No universo como um todo ocorre o inverso: o que nele há de mais nobre
envolve as partes inferiores, de forma que certamente não é afetado pela
ação dos demais.
Mesmo que fosse vulnerável, não existe fora Dele outro corpo capaz de
afetá-Lo.
Ele exerce influência sobre tudo o que está contido no universo, mas nada
nem qualquer força externa entre os corpos materiais O afetam.
Todavia, existe alguma semelhança: em relação ao órgão dominante de um
ser vivo, quanto mais distante um órgão [dependente] está, menor é a sua
importância em comparação aos mais próximos.

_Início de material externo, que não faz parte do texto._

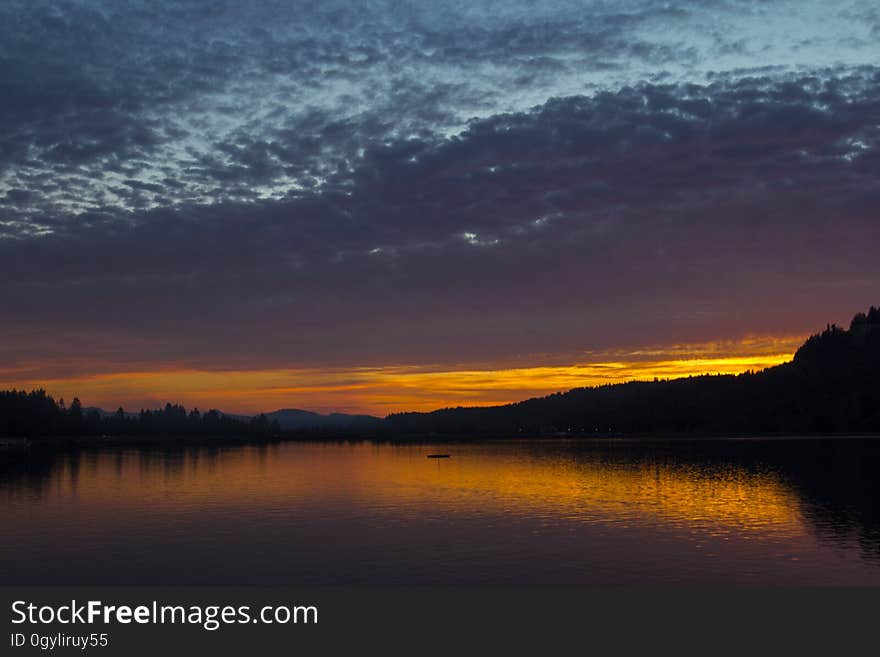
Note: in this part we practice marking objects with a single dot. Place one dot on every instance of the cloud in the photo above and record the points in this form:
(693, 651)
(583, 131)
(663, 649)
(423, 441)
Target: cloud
(268, 185)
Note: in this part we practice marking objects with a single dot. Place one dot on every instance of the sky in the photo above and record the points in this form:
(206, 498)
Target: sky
(379, 206)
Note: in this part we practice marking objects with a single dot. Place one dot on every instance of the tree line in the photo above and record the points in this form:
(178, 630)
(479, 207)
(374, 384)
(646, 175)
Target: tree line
(832, 385)
(36, 413)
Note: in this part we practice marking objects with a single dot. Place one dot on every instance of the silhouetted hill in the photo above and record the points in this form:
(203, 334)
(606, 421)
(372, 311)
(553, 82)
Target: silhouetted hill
(831, 386)
(291, 419)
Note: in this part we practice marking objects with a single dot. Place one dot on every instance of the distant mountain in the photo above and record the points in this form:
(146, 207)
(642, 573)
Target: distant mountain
(292, 419)
(831, 386)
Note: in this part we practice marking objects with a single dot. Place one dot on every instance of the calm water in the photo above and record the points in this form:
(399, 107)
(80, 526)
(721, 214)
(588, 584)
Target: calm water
(604, 512)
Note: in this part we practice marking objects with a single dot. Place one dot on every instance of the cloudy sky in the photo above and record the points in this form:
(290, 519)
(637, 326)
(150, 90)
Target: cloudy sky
(382, 205)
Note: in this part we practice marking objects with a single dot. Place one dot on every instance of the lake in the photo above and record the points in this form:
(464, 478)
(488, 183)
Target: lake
(752, 512)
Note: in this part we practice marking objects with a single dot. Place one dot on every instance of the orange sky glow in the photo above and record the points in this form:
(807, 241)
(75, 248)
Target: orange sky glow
(387, 389)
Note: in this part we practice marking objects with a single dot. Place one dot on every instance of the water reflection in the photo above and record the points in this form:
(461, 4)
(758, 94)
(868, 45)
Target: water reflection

Assim também é no universo: quanto mais distante um corpo material está
do ponto central, mais turvo e espesso é, seu movimento é mais lento, seu
brilho e transparência desaparecem em decorrência da distância em relação
ao corpo nobre — a esfera [circundante] — que é fonte de luz e esplendor,
tem movimento próprio, é sutil e simples.
Quanto mais próximo desta esfera um corpo está, mais adquire desta
algumas das suas propriedades e desfruta de uma certa superioridade em
relação aos mais distantes.
3) A capacidade racional é inerente ao corpo [humano] e inseparável deste.
Por sua vez, Deus não é uma força dentro do universo; Ele é externo a
qualquer um de seus componentes.
Seu governo e providência abrangem o universo em todos os seus
aspectos.
Suas metas e verdades estão ocultas e as capacidades humanas são
limitadas para compreendê-las, pois está demonstrado que Deus existe à
parte e sem contato com o universo.
Também está demonstrada a existência dos resultados do seu governo e
providência em cada detalhe, por menor que seja.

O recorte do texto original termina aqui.